08 luglio 2016

Hema e le altre

 

di

Hema Upadhyay era un’artista indiana che era riuscita a farsi apprezzare fuori dal suo Paese. Aveva esposto molto all’estero e anche da noi, alla galleria Studio La Citta di Verona e poi all’HangarBicocca e al Macro, nel 2009, dove aveva presentato una potente installazione, una montagna di piccole casette, ricavate da latta di risulta e fatte a mano da lei, una ad una. E poi nel 2015 aveva esposto alla Biennale di Venezia.    
Era una donna solare, Hema e, come si usa dire, affermata. Una che ce l’aveva fatta, riscattando le origini di figlia di migranti dal Pakistan. 
Forse questa cosa non era andata giù a suo marito, Chintan Upadhyay, anche lui artista, ma di minore successo, al momento ancora in carcere con l’accusa di averla uccisa e in attesa di processo. Forse la sua storia ricorda, anche se non le somiglia, la fine tragica di Ana Mendieta, volata chissà come dalla finestra di casa sua da un grattacielo di Manhattan, con il marito, anche lui artista, Carl Andre, in casa e che, quando fu ritrovato il cadavere di Ana, aveva segni di colluttazione sul corpo.
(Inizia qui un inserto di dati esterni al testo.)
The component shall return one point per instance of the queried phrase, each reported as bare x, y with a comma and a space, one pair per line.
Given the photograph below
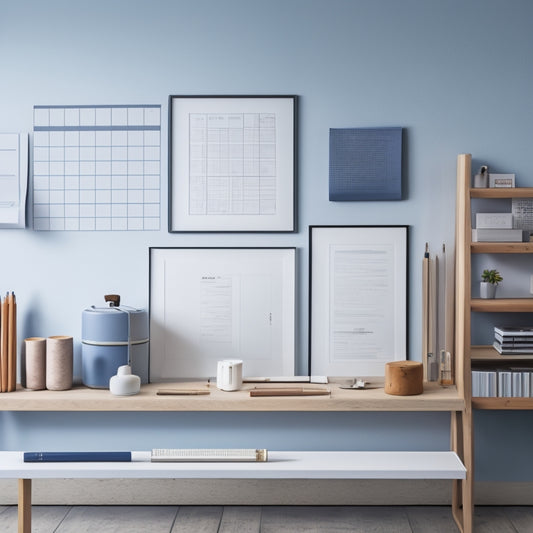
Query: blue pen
77, 457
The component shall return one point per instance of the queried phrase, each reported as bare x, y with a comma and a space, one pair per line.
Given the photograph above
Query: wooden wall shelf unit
466, 354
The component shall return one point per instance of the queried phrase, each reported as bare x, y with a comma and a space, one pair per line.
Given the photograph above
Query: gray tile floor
268, 519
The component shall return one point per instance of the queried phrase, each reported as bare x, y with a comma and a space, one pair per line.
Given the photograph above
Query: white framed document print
358, 299
209, 304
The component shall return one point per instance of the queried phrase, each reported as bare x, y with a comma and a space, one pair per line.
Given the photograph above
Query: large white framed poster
209, 304
358, 295
232, 163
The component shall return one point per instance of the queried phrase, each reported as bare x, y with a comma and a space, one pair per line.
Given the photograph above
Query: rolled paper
35, 359
59, 362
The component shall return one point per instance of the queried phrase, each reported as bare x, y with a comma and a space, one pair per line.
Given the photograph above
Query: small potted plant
489, 282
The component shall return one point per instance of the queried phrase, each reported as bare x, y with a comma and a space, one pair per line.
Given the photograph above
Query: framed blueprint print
232, 163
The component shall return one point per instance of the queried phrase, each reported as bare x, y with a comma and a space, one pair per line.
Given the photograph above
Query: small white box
496, 235
501, 180
494, 220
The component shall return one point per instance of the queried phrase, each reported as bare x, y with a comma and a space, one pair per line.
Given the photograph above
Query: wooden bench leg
24, 506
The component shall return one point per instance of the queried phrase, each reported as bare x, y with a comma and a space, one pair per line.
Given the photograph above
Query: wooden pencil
12, 346
3, 345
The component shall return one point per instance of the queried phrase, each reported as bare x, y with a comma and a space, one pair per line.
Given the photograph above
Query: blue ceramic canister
111, 337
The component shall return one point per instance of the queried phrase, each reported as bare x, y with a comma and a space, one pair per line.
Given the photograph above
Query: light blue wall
457, 75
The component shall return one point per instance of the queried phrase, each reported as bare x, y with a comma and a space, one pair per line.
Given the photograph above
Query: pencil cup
59, 362
35, 358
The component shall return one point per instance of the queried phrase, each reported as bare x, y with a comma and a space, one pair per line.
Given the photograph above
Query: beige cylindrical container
59, 362
35, 359
404, 378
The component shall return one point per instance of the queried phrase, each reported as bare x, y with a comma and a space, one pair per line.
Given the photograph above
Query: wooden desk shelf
434, 398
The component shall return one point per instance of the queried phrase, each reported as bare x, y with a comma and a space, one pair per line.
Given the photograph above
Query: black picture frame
220, 186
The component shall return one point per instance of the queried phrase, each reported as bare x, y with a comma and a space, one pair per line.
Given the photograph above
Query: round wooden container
404, 378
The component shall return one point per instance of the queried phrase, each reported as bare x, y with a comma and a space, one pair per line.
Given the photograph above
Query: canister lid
110, 324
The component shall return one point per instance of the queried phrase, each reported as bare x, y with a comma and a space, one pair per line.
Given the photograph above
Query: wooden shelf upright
466, 354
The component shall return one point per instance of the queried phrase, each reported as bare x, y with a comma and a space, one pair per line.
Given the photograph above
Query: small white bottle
124, 383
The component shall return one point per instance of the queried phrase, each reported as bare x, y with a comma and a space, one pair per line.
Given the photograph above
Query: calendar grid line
97, 168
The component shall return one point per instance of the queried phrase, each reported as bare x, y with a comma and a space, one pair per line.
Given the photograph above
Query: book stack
8, 343
507, 383
513, 340
495, 227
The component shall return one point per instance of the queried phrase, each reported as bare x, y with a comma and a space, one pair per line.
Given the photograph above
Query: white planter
487, 290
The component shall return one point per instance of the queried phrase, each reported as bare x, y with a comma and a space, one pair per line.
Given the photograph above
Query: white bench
280, 465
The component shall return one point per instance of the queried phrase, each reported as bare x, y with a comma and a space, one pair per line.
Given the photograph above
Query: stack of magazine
513, 340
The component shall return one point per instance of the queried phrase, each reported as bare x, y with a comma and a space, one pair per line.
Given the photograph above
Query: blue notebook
365, 164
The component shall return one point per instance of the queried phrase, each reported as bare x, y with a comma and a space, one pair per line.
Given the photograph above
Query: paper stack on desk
8, 343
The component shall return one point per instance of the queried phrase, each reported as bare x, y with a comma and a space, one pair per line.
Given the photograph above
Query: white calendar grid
97, 168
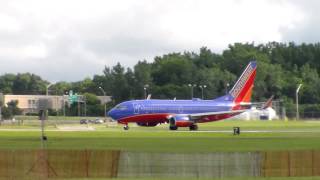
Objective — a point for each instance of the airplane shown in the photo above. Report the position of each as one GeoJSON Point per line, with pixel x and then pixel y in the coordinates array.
{"type": "Point", "coordinates": [188, 113]}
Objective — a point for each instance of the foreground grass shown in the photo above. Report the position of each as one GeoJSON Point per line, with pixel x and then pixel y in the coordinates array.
{"type": "Point", "coordinates": [159, 139]}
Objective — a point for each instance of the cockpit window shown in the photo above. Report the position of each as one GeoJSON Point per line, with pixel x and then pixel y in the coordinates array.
{"type": "Point", "coordinates": [121, 107]}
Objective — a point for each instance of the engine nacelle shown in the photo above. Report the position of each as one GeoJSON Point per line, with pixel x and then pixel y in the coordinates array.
{"type": "Point", "coordinates": [147, 124]}
{"type": "Point", "coordinates": [180, 121]}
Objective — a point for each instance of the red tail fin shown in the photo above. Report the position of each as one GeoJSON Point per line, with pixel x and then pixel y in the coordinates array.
{"type": "Point", "coordinates": [242, 90]}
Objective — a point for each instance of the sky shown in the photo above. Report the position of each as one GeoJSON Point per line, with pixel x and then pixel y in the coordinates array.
{"type": "Point", "coordinates": [69, 40]}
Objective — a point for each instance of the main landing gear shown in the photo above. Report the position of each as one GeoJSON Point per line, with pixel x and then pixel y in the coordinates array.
{"type": "Point", "coordinates": [126, 127]}
{"type": "Point", "coordinates": [193, 127]}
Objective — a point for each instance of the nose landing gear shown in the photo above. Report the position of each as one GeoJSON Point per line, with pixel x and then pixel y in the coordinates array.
{"type": "Point", "coordinates": [193, 127]}
{"type": "Point", "coordinates": [126, 127]}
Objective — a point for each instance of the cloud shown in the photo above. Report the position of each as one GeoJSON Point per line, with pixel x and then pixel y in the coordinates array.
{"type": "Point", "coordinates": [74, 39]}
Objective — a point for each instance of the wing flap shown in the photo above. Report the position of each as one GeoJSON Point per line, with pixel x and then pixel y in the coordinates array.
{"type": "Point", "coordinates": [214, 116]}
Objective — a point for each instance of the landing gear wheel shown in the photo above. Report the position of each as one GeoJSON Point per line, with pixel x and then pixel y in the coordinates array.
{"type": "Point", "coordinates": [126, 127]}
{"type": "Point", "coordinates": [173, 127]}
{"type": "Point", "coordinates": [193, 127]}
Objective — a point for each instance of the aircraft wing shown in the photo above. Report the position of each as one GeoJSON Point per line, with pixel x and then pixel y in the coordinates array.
{"type": "Point", "coordinates": [209, 116]}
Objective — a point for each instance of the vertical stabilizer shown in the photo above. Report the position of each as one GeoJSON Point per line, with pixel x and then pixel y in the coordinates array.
{"type": "Point", "coordinates": [242, 90]}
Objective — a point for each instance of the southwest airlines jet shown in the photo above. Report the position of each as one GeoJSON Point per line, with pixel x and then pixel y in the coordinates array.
{"type": "Point", "coordinates": [187, 113]}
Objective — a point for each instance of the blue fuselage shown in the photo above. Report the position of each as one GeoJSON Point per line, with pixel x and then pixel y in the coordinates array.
{"type": "Point", "coordinates": [141, 107]}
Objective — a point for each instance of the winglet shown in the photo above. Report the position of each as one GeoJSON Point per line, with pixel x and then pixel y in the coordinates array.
{"type": "Point", "coordinates": [242, 90]}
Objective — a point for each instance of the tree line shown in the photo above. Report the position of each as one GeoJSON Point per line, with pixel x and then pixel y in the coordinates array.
{"type": "Point", "coordinates": [281, 67]}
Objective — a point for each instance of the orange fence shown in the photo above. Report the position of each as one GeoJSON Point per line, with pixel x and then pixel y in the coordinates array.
{"type": "Point", "coordinates": [58, 163]}
{"type": "Point", "coordinates": [15, 164]}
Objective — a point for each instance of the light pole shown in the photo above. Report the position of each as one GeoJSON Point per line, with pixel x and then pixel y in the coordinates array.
{"type": "Point", "coordinates": [145, 87]}
{"type": "Point", "coordinates": [227, 87]}
{"type": "Point", "coordinates": [105, 104]}
{"type": "Point", "coordinates": [202, 87]}
{"type": "Point", "coordinates": [192, 86]}
{"type": "Point", "coordinates": [297, 101]}
{"type": "Point", "coordinates": [47, 92]}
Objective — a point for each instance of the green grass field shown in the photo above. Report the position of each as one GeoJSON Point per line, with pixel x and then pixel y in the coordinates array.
{"type": "Point", "coordinates": [300, 135]}
{"type": "Point", "coordinates": [211, 137]}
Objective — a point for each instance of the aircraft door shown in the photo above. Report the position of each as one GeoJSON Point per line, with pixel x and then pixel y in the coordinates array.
{"type": "Point", "coordinates": [136, 108]}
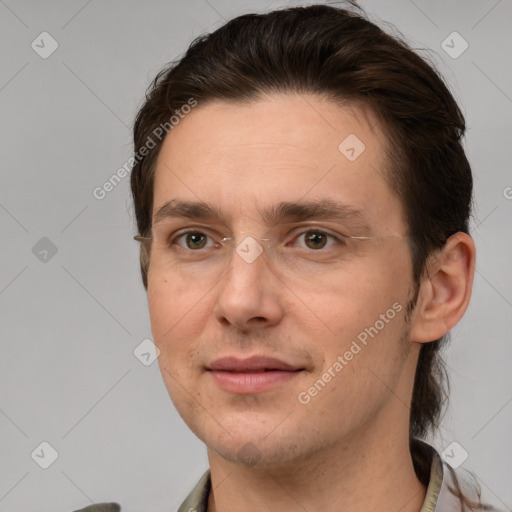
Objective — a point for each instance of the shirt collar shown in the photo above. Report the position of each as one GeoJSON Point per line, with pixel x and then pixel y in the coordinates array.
{"type": "Point", "coordinates": [437, 498]}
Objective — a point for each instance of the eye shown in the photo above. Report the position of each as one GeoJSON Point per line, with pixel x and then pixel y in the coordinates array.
{"type": "Point", "coordinates": [193, 240]}
{"type": "Point", "coordinates": [315, 239]}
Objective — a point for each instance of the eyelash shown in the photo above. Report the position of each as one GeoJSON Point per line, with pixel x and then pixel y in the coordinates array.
{"type": "Point", "coordinates": [340, 239]}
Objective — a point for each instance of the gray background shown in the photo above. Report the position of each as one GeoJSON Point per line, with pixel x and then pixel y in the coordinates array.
{"type": "Point", "coordinates": [70, 323]}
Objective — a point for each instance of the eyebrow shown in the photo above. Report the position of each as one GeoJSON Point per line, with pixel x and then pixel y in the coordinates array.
{"type": "Point", "coordinates": [324, 209]}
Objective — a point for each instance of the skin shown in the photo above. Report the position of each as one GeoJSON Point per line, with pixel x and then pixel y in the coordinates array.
{"type": "Point", "coordinates": [347, 449]}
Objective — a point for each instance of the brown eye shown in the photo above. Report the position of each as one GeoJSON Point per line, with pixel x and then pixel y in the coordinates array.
{"type": "Point", "coordinates": [315, 239]}
{"type": "Point", "coordinates": [195, 240]}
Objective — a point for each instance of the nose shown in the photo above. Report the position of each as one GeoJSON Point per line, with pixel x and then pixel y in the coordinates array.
{"type": "Point", "coordinates": [249, 294]}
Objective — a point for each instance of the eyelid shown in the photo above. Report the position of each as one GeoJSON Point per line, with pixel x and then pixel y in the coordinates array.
{"type": "Point", "coordinates": [297, 232]}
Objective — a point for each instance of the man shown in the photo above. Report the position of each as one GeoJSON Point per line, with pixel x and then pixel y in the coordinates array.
{"type": "Point", "coordinates": [302, 198]}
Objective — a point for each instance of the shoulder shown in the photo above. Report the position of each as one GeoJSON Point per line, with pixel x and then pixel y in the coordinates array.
{"type": "Point", "coordinates": [101, 507]}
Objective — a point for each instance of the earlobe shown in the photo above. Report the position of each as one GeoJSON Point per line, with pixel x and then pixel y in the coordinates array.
{"type": "Point", "coordinates": [445, 289]}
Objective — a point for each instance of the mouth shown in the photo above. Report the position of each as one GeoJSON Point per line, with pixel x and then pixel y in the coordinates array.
{"type": "Point", "coordinates": [253, 375]}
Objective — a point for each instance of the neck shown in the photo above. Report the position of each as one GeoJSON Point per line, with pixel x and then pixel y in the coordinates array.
{"type": "Point", "coordinates": [365, 473]}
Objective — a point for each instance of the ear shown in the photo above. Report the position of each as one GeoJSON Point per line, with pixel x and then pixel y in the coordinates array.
{"type": "Point", "coordinates": [445, 289]}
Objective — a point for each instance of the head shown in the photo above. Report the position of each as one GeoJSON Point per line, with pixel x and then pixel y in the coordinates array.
{"type": "Point", "coordinates": [262, 105]}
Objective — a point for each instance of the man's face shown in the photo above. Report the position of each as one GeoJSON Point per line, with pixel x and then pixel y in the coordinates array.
{"type": "Point", "coordinates": [307, 301]}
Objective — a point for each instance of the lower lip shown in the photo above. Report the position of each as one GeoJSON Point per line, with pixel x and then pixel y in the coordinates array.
{"type": "Point", "coordinates": [251, 382]}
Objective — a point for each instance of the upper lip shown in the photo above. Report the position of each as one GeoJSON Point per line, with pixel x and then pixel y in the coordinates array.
{"type": "Point", "coordinates": [254, 363]}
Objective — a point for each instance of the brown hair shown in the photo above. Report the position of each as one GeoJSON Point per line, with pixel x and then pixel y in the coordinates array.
{"type": "Point", "coordinates": [341, 55]}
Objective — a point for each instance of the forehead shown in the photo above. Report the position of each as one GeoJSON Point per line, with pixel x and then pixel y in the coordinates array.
{"type": "Point", "coordinates": [243, 157]}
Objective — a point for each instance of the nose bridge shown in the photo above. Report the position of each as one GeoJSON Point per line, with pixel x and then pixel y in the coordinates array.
{"type": "Point", "coordinates": [245, 295]}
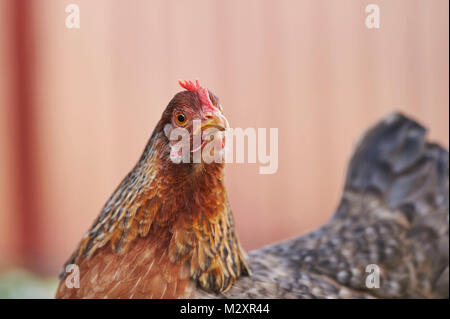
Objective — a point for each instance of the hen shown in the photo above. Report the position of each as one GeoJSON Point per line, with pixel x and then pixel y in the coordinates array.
{"type": "Point", "coordinates": [168, 232]}
{"type": "Point", "coordinates": [168, 228]}
{"type": "Point", "coordinates": [393, 217]}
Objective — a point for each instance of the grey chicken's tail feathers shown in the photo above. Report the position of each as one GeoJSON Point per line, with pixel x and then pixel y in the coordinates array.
{"type": "Point", "coordinates": [391, 224]}
{"type": "Point", "coordinates": [394, 160]}
{"type": "Point", "coordinates": [397, 191]}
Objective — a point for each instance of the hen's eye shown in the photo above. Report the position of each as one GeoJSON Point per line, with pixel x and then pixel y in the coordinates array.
{"type": "Point", "coordinates": [181, 119]}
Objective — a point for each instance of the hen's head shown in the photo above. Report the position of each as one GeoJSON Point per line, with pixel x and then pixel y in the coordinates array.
{"type": "Point", "coordinates": [196, 117]}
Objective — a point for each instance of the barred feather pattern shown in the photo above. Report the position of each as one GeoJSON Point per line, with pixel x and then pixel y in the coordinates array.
{"type": "Point", "coordinates": [164, 232]}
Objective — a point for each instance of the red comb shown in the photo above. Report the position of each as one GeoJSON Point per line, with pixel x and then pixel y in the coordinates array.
{"type": "Point", "coordinates": [202, 94]}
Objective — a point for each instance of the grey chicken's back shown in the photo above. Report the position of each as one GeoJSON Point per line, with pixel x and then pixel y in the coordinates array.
{"type": "Point", "coordinates": [393, 214]}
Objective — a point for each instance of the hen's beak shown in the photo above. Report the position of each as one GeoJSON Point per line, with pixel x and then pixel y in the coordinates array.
{"type": "Point", "coordinates": [216, 120]}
Forse la storia di Hema somiglia troppo a quella di altre donne che da un giorno all’altro finiscono ammazzate, fatte anche a pezzi, come è successo a lei l’11 dicembre scorso, e gettate in un canale, come è successo a molte donne.
Per non abbassare la guardia e per non dimenticare Hema, ieri il Macro di Roma le ha dedicato una serata.